Man overboard

Fri, Nov 16, 2012, 00:00

   

Shot on 65mm and presented in the same epic American strokes as Giant or Anderson’s own There Will Be Blood, The Master’s multiple allusions have inspired a gallimaufry of amateur cryptology and possible readings. The film, depending on the pet preoccupations of the code cracker concerned, is all about Thomas Pynchon, religious cults, Jungian archetypes and information theory. Suggested proofs note that Paul Thomas Anderson is currently adapting Pynchon’s Gravity’s Rainbow and Inherent Vice and trace a line between Phoenix’s infant years in the Children of God spiritual group and Philip Seymour Hoffman’s Scientology ersatz.

Sadly, these neat notions have little basis in fact.

“We never discussed that stuff,” says Phoenix. “I didn’t really know anything about that group. And I didn’t want it in my mind. We talked about the war. We watched [Lionel Rogosin’s 1955 docudrama] On the Bowery. That was a key thing. I’d never really seen drunks like that before. When I first read the script I was like, ‘Oh, this guy drinks paint thinner’. It was really interesting for me that Freddie gets on this amazing boat with a ton of free alcohol but he’s so almost addicted to a lack of quality that he’s still mixing his own paint thinner. It’s like a suicidal way to drink.That feeling of hopelessness and that desperation for a chemical release you get in On the Bowery, that’s when I knew Paul wanted me to go fully fucked up.”

What does he think the film is about?

“The one resonant thing for me was the feeling you may have when you love somebody and – for whatever reason – its not right for this moment. And it hurts so bad because, in so many ways, it seems like it’s right and like you know each other. And you almost can’t live with the idea that you can’t be together in this life. So I think in some ways you’re holding out that for a chance to be with them in another life. It’s about that hope.”

The Master marks a return to the fray for Phoenix who hasn’t appeared in a feature film since 2008. In early 2009, as part of his prankster duties for the 2010 mockumentary I’m Still Here, a dishevelled Phoenix appeared on The David Letterman Show to renounce acting in favour of hip-hop. Phoenix’s subsequent faux-breakdown sent the gossip sheets into overdrive. He’s never recovered from seeing his brother River die in 1993, postulated some; he’s always played weirdos and oddballs, suggested others unhelpfully.

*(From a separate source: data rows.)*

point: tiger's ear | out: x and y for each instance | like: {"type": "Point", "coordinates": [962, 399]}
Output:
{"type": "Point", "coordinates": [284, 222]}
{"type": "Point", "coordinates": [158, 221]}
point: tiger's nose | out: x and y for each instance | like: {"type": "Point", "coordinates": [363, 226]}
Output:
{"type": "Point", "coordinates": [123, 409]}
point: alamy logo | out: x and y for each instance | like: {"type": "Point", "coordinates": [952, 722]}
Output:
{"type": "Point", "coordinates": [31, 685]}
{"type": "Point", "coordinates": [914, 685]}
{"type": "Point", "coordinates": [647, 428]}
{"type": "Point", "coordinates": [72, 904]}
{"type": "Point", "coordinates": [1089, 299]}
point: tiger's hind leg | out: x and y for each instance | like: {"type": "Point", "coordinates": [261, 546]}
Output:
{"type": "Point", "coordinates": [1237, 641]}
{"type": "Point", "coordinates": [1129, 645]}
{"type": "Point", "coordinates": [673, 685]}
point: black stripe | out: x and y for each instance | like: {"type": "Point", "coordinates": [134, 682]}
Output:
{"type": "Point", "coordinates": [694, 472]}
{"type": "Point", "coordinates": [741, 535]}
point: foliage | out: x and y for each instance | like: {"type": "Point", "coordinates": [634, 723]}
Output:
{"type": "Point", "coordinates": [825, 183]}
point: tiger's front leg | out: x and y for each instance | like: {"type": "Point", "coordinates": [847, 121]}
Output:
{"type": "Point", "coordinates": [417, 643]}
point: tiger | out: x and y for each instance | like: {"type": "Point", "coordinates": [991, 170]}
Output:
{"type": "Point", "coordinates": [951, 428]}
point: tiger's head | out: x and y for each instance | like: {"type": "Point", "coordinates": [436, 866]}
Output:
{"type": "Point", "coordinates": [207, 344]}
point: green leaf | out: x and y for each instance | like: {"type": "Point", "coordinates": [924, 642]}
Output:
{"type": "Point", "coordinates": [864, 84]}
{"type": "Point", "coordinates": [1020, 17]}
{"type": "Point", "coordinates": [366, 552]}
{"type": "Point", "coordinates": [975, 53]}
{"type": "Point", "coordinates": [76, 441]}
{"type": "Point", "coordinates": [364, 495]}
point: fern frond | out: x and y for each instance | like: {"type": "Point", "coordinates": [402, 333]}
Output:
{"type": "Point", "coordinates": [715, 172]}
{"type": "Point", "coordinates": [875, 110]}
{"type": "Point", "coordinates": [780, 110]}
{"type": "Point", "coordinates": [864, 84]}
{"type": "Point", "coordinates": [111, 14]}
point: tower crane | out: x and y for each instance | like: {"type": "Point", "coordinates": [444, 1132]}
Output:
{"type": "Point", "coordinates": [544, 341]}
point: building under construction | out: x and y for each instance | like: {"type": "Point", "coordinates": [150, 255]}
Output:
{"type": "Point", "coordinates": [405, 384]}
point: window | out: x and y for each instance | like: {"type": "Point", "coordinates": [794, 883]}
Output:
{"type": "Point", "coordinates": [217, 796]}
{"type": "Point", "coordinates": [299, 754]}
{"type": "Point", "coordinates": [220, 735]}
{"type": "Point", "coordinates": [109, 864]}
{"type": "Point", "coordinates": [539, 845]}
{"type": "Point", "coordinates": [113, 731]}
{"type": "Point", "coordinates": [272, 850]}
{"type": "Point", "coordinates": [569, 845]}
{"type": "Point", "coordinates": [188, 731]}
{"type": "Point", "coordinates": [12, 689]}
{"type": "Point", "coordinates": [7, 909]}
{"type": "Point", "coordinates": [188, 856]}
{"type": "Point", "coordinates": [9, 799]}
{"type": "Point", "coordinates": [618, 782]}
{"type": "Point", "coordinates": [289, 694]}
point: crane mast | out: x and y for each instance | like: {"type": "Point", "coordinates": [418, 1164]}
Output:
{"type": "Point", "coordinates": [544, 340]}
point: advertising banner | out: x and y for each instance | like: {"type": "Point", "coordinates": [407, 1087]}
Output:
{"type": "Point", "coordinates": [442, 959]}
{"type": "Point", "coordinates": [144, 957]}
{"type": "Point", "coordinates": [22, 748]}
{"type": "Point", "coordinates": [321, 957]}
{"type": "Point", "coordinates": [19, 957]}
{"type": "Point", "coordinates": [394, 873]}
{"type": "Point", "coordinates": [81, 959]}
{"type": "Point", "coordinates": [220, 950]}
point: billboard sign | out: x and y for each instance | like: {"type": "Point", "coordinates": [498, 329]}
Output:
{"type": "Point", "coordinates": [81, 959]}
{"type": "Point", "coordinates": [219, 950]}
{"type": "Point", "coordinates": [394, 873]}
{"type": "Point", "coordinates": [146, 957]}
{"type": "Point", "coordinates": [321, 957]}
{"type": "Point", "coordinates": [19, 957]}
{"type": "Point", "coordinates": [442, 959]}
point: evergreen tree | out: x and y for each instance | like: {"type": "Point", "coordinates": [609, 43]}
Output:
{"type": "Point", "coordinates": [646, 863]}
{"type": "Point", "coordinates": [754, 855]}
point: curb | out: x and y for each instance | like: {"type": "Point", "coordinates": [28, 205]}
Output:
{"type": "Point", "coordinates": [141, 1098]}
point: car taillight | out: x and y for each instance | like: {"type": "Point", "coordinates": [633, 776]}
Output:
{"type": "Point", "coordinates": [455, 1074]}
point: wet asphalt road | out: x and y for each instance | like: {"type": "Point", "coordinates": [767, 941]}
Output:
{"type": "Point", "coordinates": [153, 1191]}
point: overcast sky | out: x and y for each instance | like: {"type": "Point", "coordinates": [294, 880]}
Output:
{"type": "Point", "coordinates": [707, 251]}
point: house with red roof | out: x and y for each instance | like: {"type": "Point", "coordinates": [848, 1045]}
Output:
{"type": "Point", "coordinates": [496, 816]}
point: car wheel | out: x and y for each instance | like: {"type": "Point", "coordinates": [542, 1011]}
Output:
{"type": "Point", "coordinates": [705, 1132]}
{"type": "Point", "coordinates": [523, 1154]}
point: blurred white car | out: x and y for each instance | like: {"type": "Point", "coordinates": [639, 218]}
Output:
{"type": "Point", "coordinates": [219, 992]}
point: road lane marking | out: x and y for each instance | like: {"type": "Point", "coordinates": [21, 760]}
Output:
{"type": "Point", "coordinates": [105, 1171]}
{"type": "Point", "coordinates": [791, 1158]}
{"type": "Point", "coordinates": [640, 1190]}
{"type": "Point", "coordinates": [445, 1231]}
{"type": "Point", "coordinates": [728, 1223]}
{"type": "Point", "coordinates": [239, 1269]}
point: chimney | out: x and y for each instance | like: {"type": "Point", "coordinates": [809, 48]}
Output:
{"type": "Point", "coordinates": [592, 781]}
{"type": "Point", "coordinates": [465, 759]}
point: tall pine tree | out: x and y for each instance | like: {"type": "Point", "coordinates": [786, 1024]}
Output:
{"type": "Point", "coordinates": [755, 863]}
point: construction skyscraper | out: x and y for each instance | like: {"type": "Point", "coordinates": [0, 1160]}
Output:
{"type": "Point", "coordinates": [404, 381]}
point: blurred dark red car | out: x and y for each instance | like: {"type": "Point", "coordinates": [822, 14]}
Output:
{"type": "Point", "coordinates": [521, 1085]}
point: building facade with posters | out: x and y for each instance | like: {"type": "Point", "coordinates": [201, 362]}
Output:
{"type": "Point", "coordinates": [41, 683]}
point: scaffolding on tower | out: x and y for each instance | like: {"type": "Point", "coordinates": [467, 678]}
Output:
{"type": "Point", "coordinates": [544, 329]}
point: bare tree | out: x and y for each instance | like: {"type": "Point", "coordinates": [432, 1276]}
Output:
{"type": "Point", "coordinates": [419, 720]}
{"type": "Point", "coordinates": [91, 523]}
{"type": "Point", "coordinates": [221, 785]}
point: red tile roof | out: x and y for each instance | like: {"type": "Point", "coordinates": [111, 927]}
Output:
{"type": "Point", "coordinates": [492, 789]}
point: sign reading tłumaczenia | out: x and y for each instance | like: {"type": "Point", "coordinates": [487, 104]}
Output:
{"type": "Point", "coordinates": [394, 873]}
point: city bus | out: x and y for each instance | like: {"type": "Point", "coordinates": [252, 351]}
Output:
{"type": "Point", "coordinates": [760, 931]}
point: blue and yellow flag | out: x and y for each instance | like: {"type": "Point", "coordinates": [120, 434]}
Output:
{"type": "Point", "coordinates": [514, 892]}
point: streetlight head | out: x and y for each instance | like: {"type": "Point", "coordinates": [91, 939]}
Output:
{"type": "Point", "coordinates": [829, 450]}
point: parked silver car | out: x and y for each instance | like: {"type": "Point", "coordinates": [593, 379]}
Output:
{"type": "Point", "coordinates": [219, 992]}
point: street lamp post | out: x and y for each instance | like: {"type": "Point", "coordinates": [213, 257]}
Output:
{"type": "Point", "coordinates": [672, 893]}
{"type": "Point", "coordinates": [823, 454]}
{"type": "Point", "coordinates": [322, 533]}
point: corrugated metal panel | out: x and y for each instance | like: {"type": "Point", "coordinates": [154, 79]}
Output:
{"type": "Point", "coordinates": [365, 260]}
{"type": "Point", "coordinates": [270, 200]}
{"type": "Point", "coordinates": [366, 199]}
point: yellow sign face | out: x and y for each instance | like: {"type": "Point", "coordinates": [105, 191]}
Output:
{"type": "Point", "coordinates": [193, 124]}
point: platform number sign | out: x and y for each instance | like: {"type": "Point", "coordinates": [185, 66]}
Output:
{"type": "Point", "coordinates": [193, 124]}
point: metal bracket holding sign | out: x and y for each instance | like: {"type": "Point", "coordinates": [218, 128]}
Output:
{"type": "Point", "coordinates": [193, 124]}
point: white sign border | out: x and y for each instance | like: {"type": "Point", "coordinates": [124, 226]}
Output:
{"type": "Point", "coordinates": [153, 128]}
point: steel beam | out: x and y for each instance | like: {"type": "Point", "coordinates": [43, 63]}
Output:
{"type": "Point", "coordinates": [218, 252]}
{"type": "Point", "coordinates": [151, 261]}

In reality, Phoenix and his co-conspirator and brother-in-law Casey Affleck were working to an exact timeline: their agents had a copy of the schedule.

“I did some really stupid shit that was completely over the top,” recalls Phoenix. “In some ways, I didn’t want to commit. I wanted to wink at the audience and turn everything into a bad SNL skit. Casey was there to say ‘That’s bullshit, either you fucking do it or you don’t’. I would come back from one of the public appearances and he’d be like, ‘You’re a fucking idiot. You’ve ruined everything’. Except then the press would believe it. And at some point, we realised we could do anything. No matter how crazy it seemed. I’m not sure that’s because people really bought it or because it was just more fun to write about.”

Phoenix would be the first to admit he’s never been press-savvy and that often, his representatives can be heard asking: “What have you said now?” The actor, currently the bookies’ favourite to take home an Academy Award next spring, has recently found himself apologising for questioning the value of the Oscars. This is typical, he notes, of how he mouths off without thinking.